Team:IIT Madras/Summary
From 2009.igem.org
Our project PLASMID - Plasmid Locking Assembly for Sustaining Multiple Inserted DNA - introduces a new paradigm in gene regulation. The study is based on the concept of plasmid loss. Any episome (extrachromosomal genetic element) introduced into the cell shows a segregational asymmetry accompanied with differential growth rates in the absence and presence of episome leading to an overall loss of the episomal unit in the absence of any maintaining selective pressure. It is hypothesized that by appropriately controlling the external selective pressures, one can control the direction of plasmid loss in the cell, modifying the existing gene regulation system in a pre determined manner. It is also hypothesized that introducing negative selective pressures against certain other directions of plasmid loss, in the form of constitutively repressed endotoxins will help streamline the regulatory system even further.
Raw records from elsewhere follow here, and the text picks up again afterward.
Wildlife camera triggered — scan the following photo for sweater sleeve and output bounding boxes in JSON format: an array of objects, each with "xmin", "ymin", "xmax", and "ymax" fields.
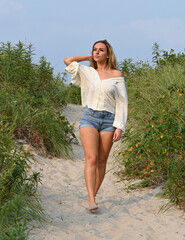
[
  {"xmin": 113, "ymin": 80, "xmax": 128, "ymax": 132},
  {"xmin": 64, "ymin": 61, "xmax": 81, "ymax": 86}
]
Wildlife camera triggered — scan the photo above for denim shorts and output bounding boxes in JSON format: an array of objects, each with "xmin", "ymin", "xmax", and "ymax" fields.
[{"xmin": 79, "ymin": 106, "xmax": 116, "ymax": 132}]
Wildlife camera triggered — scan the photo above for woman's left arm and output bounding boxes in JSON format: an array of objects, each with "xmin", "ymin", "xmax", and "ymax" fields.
[{"xmin": 112, "ymin": 79, "xmax": 128, "ymax": 142}]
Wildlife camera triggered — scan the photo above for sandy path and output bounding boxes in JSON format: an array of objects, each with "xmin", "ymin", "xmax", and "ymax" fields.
[{"xmin": 28, "ymin": 104, "xmax": 185, "ymax": 240}]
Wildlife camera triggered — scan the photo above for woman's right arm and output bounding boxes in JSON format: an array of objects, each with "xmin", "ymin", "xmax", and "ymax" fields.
[{"xmin": 64, "ymin": 55, "xmax": 92, "ymax": 66}]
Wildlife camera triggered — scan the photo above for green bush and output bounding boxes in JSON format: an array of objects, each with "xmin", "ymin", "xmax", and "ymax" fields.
[
  {"xmin": 0, "ymin": 41, "xmax": 79, "ymax": 239},
  {"xmin": 0, "ymin": 41, "xmax": 77, "ymax": 156},
  {"xmin": 65, "ymin": 83, "xmax": 81, "ymax": 105},
  {"xmin": 0, "ymin": 119, "xmax": 44, "ymax": 239},
  {"xmin": 118, "ymin": 45, "xmax": 185, "ymax": 210}
]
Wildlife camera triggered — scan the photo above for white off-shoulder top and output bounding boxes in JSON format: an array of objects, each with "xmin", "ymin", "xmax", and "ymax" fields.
[{"xmin": 65, "ymin": 61, "xmax": 128, "ymax": 132}]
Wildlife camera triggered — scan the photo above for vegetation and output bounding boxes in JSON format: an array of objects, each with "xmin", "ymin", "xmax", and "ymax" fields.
[
  {"xmin": 118, "ymin": 43, "xmax": 185, "ymax": 211},
  {"xmin": 0, "ymin": 41, "xmax": 77, "ymax": 239},
  {"xmin": 65, "ymin": 83, "xmax": 81, "ymax": 105},
  {"xmin": 0, "ymin": 41, "xmax": 77, "ymax": 156},
  {"xmin": 0, "ymin": 120, "xmax": 44, "ymax": 239}
]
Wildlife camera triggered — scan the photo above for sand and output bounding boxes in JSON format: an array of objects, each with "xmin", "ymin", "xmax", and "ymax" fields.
[{"xmin": 28, "ymin": 104, "xmax": 185, "ymax": 240}]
If successful, this study allows for exquisitely delicate and precise multifactorial regulation of gene control in the future. This model can also be used to hide genes of commercial interest to protect it from unauthorized use (under some conditions).
Summary
Our project is based on the fundamental concept of plasmid instability in a novel way to conceal information or ‘lock’ a gene’s function in a cell until the correct combination of inputs is fed into the cell. We call this a ‘combinatorial lock’ or PLASMID. It involves the positive regulation of the gene of interest only on receiving the correct inputs from the user. We use plasmids which can confer resistance to certain antibiotics in the medium and link them up in a certain way (i.e, essentially designing a genetic circuit) so that they repress the expression of the gene of our interest. As the selection pressure is lifted from the media, the plasmids which have the repressors for the gene of interest are lost, hence revealing the gene on using the correct series of antibiotic washes. In essence, the process of unlocking would simply be the correct sequence of antibiotic media in which the cells should be washed.
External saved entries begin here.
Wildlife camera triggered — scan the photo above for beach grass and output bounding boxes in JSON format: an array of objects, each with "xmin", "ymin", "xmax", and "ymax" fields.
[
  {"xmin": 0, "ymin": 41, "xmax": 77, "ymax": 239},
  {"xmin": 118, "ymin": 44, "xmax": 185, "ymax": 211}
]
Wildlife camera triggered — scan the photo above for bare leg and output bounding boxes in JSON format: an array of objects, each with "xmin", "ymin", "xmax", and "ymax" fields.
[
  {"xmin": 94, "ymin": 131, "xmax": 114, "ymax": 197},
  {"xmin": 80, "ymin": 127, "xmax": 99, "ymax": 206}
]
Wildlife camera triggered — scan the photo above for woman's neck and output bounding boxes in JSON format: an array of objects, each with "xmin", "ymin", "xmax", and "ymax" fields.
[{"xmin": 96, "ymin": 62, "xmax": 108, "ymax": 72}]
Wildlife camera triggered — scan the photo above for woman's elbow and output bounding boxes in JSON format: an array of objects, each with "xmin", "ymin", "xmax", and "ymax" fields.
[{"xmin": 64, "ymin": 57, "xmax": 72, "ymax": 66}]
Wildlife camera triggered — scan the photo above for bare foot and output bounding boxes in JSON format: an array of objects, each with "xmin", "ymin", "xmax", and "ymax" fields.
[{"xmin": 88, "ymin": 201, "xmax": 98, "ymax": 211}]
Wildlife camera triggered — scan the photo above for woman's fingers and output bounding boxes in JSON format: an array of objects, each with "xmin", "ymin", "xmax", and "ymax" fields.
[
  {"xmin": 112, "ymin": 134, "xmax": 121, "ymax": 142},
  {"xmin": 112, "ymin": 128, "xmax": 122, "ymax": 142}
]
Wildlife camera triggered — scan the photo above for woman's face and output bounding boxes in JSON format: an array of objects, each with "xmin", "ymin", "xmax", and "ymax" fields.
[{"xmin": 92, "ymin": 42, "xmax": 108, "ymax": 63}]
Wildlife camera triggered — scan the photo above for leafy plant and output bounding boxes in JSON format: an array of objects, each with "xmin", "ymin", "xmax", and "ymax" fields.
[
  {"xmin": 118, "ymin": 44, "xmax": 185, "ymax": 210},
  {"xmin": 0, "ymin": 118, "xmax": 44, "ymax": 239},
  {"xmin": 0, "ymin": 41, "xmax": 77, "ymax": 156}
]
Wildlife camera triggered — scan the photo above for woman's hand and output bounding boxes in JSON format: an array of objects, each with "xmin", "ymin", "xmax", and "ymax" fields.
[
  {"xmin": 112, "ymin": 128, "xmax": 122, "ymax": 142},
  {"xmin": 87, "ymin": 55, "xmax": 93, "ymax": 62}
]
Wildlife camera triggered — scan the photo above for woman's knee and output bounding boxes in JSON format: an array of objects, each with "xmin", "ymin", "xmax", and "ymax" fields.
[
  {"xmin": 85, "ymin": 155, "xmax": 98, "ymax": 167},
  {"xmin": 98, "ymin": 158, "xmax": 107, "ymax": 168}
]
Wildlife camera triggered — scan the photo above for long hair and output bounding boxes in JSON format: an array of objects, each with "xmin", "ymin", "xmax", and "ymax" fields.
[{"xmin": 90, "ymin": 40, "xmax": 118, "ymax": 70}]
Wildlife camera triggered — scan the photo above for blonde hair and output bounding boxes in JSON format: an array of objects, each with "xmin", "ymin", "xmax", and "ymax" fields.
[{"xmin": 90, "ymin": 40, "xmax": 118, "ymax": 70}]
We would be working with a 2 plasmid system and it is easy to see that this principle, theoretically, could be extended to N plasmids. In general the code length required to "unlock" is N-1 if the number of plasmids introduced are N. In our case, since the number of plasmids being introduced are 2, the code would essentially be just 1 unit long. Particularly in this case, the 1 unit of code corresponds to growing the cells in one correct antibiotic medium.
Fig 1: The gene of interest is "locked" or repressed by the inhibitor in the plasmid 2. The plasmids are linked up in a certain way that the plasmids need to be lost only in a very specific order, else the cells die due to the release of a toxin. Thus the "unlocking" of the gene of interest requires a predetermined order of growth conditions which allows for a directional loss of the plasmids, and hence the repressor for the promoter that expresses the gene of interest.
However, in the experiments we have not incorporated any particular gene to be repressed. Instead we study how can we achieve a directed loss of plasmids which is the idea central to the working of the system. In place of a gene of interest, we have placed fluorescent reporters in each plasmid to monitor the presence or absence of any particular plasmid.